On a different point, thanks to DocIrack for being one of the few who recently returned from an Iraq visit for providing candid and critical assessments of what he saw on the ground.
gg
For those who aren't taken to killing the messenger with gobs of "ad-hominem", you might read a post at Juan Cole's about another one, Colin Kahl, that recently returned from Iraq.
Mr. Gentile:
1) I predicted that you would concur with General Mattis's critique.
2) The nature of the debate - to me - illustrates the difficulty militaries have in defining their interests and doctrine, or changing it. The US military published FM 3-24, and you among others have criticized it. The US chose to adopt and discard EBO, and the latter action required the action of a 4-star.
3) I suppose I am contradicting myself to a degree (hence any confusion?). On the one hand, I am noting the argument that militaries have large, a priori interests (thus the string of quotations I rattled off). On the other hand, I am noting that militaries' conceptions of how to fight can and do become contested (by you with respect to FM 3-24, and by Mattis with respect to EBO), and that your participation on this blog is part of this process of contestation.

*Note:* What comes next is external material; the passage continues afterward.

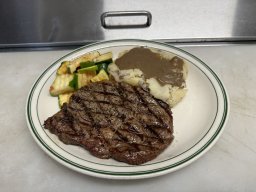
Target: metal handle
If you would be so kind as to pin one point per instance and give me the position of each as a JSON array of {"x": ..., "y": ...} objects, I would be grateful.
[{"x": 126, "y": 19}]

Hopefully I'm making more sense now. Am I?
Regards
Anon 1:14 AM
Isn't this GG's money quote?
The similarity between EBO and FM 3-24 is that their end result is to remove friction, chance, and chaos from the nature of war.
As a bureaucracy, wouldn't this be on e of the military's overarching priorities--to remove chance and the requirement for improvisation, and replace it with a one-size-fits-all paradigm and accompanying set of procedures that can be fed bottom-down, keeping a neat chain of command, allowing for standardized metrics of success and failure, standardized forms for noting these metrics, etc.
Heck, I meant "top-down," not "bottom-down." I really have to start using the Preview feature.